I saw the Hudson Valley Shakespeare Festival’s “King Lear” in previews recently, and I was reminded once again of how rich Shakespeare’s characterizations are, particularly of parents and children and villains.

As usual, Will has fun with doubles upon doubles – was he a tennis player? – with two sets of ungrateful offspring, those who are sharper than the Shakespearean “serpent’s tooth”; two worthy kids, two clueless dads, two sets of rival siblings and two sets of villains. Most readers are familiar with how Lear stupidly divides his ancient English kingdom between suck-up daughters Goneril and Regan, who have no intention of caring for their father once they’ve got their hands on the realm, and disinherits youngest daughter Cordelia, who has the temerity to speak truth to their relationship. Let’s be honest about this, folks: We all think Lear’s a fool and yet, we are Lear. People don’t want to hear the truth. They want a confirmation of their own opinions, particularly when the opinion is a high one of themselves.

But Lear isn’t the only one who’s blind here. The Earl of Gloucester is equally in the dark about the fatal flaws of son Edmund and the sterling qualities of son Edgar, and it’s interesting that Shakespeare makes the hapless Gloucester pay for this lack of awareness with his gouged eyes. He becomes sightless, but then, he never really could see.
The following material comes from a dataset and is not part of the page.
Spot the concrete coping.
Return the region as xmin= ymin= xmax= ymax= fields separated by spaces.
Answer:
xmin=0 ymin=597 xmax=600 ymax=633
And yet, it’s only in their affliction that Lear and Gloucester can finally appreciate the true parent-child bond. The loving child isn’t the one who pays lip service. It’s the one who cares for you when no other will, leading you from the darkness to the light. Anyone who’s ever cared for an aged or sick parent can’t help but be moved as the disguised Edgar tenderly guides his father or when Cordelia, reunited with her father, advises him to “forget and forgive.”
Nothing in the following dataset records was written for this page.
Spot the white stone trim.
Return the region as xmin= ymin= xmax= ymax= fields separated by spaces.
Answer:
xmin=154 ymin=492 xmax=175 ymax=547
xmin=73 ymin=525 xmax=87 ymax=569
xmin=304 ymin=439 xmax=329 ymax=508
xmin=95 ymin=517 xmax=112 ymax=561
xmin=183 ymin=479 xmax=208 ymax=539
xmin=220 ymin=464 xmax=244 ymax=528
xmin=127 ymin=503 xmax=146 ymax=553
Still, it’s fun to watch Edmund, one of the Bard’s greatest villains. He’s almost always played by a glamorous actor. (I remember Linus Roache, who was playing Bolingbroke to Ralph Fiennes’ Richard II in Brooklyn, telling me that he once played Edgar to Fiennes’ Edmund in England.) He’d have to cut a glamorous figure. After all, Goneril wants him. Regan wants him. And Edmund – bless his teeny, adulterous, nihilistic heart – is smart enough and cold enough to play the two witches off each other.

He does, however, have something of a redemptive epiphany at the end as the wheel comes full circle and he realizes, “I am here.” And that’s fun, too.

After all, they do but jest. It’s just a play. And the play’s the thing.